Advocates of vouchers define the education system as something that parents consume. In their minds, if parents were given vouchers that were equivalent to money and could "spend" these vouchers on the school they wanted their child to attend, schools would respond to demand for education like companies respond to market demand.
I'd argue that the parents are not the best decision-makers about how to shape schools: teachers are. In that light, perhaps we should set up a system in which teachers had the vouchers and could spend them as they wished. Imagine what it would be like.
Right now schools spend roughly $6,000 per student per year. Now, give that money to teachers. If they had, say, 20 students they'd get $120,000. But here's the catch. From that money, they'd have to lease or rent a building where they could teach, hire janitors for cleaning, hire administrators and assistants to help them, etc. Now, the entire administrative structure would be directed towards helping teachers to succeed. Rather than focus on pleasing the folks in Sacramento (or Little Rock or Albany), administrators would, of necessity, focus on helping teachers in the classroom. If the teacher(s) did not see any value in the school psychologist, teaching materials, or school principal, those entities would get no money. The ones that did help would receive money - perhaps even more than they do now.
In the spirit of full disclosure, I should say that I'm married to a teacher. The neighborhood she teaches in is lower income and she regularly brings home stories of her frustration with nonresponsive administrators or supposed helpers with teaching, cleaning, etc. It would be a very different matter if all these resources that were supposedly directed towards helping children learn were dependent on her for their funding. The level of responsiveness would have to go up.
One of the many advantages to this kind of system would be that you'd have the equivalent of about 6 million businesses (there are more than 6 million teachers in the US) all innovating and creating demand for high-value added resources and materials. What this would do to the level of innovation could be amazing.
3 comments:
In most places schools are run by an elected school board, so there is already a mechanism in place for parents to improve their local schools.
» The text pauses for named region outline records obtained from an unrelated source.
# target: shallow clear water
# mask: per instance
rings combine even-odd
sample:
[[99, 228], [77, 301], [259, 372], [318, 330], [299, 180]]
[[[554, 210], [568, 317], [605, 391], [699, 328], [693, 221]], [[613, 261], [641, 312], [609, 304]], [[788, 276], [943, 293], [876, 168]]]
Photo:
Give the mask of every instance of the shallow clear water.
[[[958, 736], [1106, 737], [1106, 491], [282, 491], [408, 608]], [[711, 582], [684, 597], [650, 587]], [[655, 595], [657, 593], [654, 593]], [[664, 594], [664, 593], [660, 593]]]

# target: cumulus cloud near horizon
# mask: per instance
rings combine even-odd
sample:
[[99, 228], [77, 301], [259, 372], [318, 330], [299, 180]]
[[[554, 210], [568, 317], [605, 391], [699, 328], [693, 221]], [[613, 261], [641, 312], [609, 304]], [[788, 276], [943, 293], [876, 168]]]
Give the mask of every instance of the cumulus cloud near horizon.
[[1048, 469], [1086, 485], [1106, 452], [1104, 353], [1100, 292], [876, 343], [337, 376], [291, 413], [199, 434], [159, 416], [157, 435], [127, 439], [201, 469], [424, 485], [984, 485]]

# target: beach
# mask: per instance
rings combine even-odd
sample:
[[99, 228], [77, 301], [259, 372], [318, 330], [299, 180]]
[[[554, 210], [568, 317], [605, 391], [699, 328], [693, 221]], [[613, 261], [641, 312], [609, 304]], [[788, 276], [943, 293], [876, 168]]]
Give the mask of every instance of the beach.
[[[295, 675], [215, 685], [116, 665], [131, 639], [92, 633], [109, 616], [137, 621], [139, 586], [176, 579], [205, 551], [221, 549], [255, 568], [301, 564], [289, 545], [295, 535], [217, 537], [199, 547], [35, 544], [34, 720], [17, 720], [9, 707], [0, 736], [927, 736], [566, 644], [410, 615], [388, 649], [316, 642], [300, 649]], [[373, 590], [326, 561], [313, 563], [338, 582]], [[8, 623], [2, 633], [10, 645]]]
I would only consider vouchers in areas with a high voter turnout; if they can demonstrate to me that democracy doesn't work, then I'll consider alternatives.
One of the scary things about voucher programs of any kind is that even a conservative notion of small business failure rates is about 50% in the first five years. How many teachers (or schools in the traditional voucher model) can we afford to have close? The costs for the discontinuity are tough on the kids.
Thomas & Chris – thanks for the important points.
Thomas,
I think that giving teachers more autonomy would translate into more of the incremental changes / improvements / experiments / evolutionary changes that seem to characterize genuine progress. I always get the sense that trying to make changes in through mechanisms like school boards is like trying to steer a car from the trunk.
Chris,
50% failure rate seems about what it is now - if we count the number of children who are "failed" by the school system or drop out.
Part of what appeals to me about the notion of encouraging more innovation at the level of teachers is that students are so diverse it seems to me that in an ideal system the classrooms, too, would be diverse.